The family members of Syrian-American Majd Kamalmaz have filed a civil lawsuit against the Syrian government, seeking damages of at least $70 million for the unlawful detention, torture, and killing of Kamalmaz. The lawsuit, filed by law firm Miller & Chevalier in collaboration with the Syrian Emergency Task Force, was submitted to the US District Court in Washington, DC under the state sponsor of terrorism exception of the Foreign Sovereign Immunities Act. This exception allows individuals to sue foreign governments designated by the US as state sponsors of terrorism for compensatory damages.

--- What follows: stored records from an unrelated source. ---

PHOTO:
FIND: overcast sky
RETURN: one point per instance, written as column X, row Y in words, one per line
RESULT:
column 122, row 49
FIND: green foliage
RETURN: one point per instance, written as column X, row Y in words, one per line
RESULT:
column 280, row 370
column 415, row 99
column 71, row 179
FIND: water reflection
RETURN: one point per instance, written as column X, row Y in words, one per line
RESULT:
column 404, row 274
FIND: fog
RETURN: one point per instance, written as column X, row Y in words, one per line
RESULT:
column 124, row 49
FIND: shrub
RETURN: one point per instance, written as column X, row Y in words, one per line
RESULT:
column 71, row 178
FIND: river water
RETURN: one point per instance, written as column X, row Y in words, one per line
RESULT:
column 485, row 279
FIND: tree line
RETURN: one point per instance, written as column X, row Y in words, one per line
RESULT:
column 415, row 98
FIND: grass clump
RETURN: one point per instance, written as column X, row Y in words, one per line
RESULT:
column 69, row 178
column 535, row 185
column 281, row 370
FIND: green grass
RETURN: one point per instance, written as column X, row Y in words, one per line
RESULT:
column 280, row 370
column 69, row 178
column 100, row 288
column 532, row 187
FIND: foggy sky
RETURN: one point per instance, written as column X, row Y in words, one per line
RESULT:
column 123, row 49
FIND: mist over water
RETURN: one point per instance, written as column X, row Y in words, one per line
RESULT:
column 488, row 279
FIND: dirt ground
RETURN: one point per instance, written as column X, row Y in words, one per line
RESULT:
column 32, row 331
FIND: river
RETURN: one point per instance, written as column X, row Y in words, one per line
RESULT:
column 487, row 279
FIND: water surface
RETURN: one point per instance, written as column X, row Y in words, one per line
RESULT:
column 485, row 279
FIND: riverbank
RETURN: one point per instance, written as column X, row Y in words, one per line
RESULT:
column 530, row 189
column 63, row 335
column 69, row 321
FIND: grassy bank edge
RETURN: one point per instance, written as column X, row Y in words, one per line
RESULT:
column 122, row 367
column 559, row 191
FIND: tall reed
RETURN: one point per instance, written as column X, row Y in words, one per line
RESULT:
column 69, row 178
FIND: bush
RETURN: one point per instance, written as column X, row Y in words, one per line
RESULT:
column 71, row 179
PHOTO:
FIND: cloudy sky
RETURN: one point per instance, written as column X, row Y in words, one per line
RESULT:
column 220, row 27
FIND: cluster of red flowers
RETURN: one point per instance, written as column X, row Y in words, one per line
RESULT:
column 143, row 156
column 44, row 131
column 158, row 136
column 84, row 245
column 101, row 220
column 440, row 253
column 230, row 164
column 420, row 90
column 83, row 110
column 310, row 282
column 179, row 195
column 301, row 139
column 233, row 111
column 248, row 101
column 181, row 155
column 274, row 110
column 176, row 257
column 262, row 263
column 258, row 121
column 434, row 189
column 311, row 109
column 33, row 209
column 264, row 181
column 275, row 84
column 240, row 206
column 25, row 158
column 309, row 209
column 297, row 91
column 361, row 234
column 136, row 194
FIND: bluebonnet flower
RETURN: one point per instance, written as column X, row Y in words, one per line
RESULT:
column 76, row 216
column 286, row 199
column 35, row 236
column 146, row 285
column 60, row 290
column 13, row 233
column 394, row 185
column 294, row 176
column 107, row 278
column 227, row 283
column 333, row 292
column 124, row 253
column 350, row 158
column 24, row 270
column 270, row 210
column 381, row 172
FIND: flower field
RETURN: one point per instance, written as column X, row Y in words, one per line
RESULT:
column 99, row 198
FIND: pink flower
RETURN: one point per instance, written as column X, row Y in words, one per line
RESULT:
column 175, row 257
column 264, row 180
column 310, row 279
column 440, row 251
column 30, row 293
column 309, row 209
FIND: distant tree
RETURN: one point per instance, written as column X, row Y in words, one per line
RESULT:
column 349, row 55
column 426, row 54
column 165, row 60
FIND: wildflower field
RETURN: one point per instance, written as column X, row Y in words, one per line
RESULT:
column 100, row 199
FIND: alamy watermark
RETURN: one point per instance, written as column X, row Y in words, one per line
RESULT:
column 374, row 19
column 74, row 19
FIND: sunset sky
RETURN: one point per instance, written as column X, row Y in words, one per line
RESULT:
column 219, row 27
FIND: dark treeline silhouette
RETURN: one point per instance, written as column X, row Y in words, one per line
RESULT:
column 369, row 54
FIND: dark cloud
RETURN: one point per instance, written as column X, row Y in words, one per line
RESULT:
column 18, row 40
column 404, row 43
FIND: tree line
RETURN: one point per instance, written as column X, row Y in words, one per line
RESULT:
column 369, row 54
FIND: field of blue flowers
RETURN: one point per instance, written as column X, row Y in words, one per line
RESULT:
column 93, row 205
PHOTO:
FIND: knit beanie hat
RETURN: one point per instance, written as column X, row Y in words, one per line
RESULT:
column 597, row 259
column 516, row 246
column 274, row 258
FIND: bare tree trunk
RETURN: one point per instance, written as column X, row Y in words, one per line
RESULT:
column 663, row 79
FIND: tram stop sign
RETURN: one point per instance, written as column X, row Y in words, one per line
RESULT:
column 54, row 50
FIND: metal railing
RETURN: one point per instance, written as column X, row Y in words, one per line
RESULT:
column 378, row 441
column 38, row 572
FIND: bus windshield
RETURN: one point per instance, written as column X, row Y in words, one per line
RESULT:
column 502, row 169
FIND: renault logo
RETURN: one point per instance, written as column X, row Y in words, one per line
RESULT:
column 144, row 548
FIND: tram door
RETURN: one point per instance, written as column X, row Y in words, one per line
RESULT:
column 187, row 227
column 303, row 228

Majd Kamalmaz, a psychotherapist and humanitarian worker, was arrested by Syrian regime forces on February 15, 2017, in Damascus. The family was informed by US officials in May that he had died in prison. The US government report on Syrian human rights practices noted several detention facilities where regime officials reportedly tortured prisoners, including the Mezzeh Airport detention facility where Kamalmaz was believed to have been held.
This lawsuit follows a previous case in January where Miller & Chevalier secured nearly $50 million in damages from the Syrian government on behalf of Kevin Dawes, a US national who was imprisoned and tortured by the regime for almost four years.
According to the 2023 US government report, several human rights groups have identified numerous cases of enforced disappearances by or on behalf of regime authorities. The Syrian Network for Human Rights has documented at least 157,464 disappearances between March 2011 and July 2024, with the Assad regime responsible for over 85 percent of these cases.